Content marketing has been one of the key PR trends for a while now, although the concept is 100+ years old the term is the latest ‘buzz word’.Content can mean almost anything that is used to actively engage an audience in your organization, the purpose of this could be to raise awareness and build a relationship, drive trial of a product or service or build loyalty. Anything from brand magazines, blogs, research papers, videos, imagery, apps and infographics can be classed as content marketing. In today’s world of instant access to social channels, websites and other information there is now a heck of a lot of it…and we are only at the beginning because it is so overly hyped. Everyone wants to be part of it and it’s in danger of a backlash.
The problem is that too much of it is distinctly average. We are starting to see frustrations from consumers and communities already, they are being bombarded from all quarters with it. Thus the expectations and standards as to what constitutes great content is getting higher and higher. PR practitioners that can do it well will blossom and anything short of really good or great is at risk of getting shot down and potentially doing exactly the opposite of what you want it to do – turn people off.
The thing is brilliant content marketing requires insight, relevance and investment. Too many brands and their advisors are just throwing content out there and hoping some of it sticks with their audience. It isn’t grounded in strategy.

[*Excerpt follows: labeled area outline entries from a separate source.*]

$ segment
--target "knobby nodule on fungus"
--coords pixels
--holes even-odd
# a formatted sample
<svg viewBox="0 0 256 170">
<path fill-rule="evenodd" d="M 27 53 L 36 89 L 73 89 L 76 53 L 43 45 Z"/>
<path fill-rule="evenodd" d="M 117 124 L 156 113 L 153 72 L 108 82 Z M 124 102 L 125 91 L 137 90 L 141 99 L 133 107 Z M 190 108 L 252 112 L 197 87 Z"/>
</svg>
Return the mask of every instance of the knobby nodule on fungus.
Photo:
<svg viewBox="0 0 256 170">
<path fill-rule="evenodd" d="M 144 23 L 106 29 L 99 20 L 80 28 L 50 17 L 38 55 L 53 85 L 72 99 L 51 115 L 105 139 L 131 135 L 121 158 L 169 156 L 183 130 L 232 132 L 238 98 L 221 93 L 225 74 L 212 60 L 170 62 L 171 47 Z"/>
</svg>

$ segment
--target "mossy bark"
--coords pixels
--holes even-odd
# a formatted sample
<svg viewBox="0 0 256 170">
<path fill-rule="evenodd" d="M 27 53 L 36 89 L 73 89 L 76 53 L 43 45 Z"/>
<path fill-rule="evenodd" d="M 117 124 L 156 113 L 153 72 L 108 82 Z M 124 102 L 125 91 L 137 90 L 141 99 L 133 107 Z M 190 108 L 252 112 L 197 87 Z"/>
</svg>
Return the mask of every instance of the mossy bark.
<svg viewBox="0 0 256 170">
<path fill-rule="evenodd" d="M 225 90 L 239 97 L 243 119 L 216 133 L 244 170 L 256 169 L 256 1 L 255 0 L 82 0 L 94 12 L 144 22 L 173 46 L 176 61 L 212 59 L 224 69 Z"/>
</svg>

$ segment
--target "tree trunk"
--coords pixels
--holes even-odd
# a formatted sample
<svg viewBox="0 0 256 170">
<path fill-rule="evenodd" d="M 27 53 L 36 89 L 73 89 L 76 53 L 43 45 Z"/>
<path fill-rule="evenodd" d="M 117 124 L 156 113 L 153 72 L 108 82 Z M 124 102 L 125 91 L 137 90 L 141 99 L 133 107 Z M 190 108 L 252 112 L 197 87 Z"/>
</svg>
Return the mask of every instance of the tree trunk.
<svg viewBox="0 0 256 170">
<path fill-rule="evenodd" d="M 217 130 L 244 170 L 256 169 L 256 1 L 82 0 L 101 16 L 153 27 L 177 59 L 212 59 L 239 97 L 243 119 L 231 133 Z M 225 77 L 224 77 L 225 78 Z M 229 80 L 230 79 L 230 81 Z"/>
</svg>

Pretty much anything can be considered content, so knowing what to use, what to create, when and where to use it and why you are using it is crucial. The process to arrive at a great content marketing strategy isn’t that hard but it’s important, I see so much stuff that has jumped all these steps and has just put something out there on an instinct that they thought it was a good idea and people would like it. Do you really think the great content marketing campaigns of the last year or two did that? I mean really?
Here are a couple of brands that I think do content marketing excellently. One is a specific social campaign for Oreo, but sits brilliantly into their wider marketing platforms, and the other from Kraft Foods is a great way to use your website as a portal for regular shareable and relevant content:
- Oreo’s Daily Twist campaign to celebrate being 100 years old – http://vimeo.com/65335930
- Kraft Foods has been using its website for sometime to build a community and resource that shares food-related content and recipe’s, and allows users to interact with one another – http://www.kraftrecipes.com/home.aspx
Whilst it isn’t brain surgery, it does require a level of skill to implement it and it needs to be implemented into wider marketing strategies, so it can help amplify positioning and messaging. You get this right and you have a very powerful approach to audience engagement. I already see in my own Facebook and Twitter feeds people berating ‘shit’ content that is appearing in their own feeds.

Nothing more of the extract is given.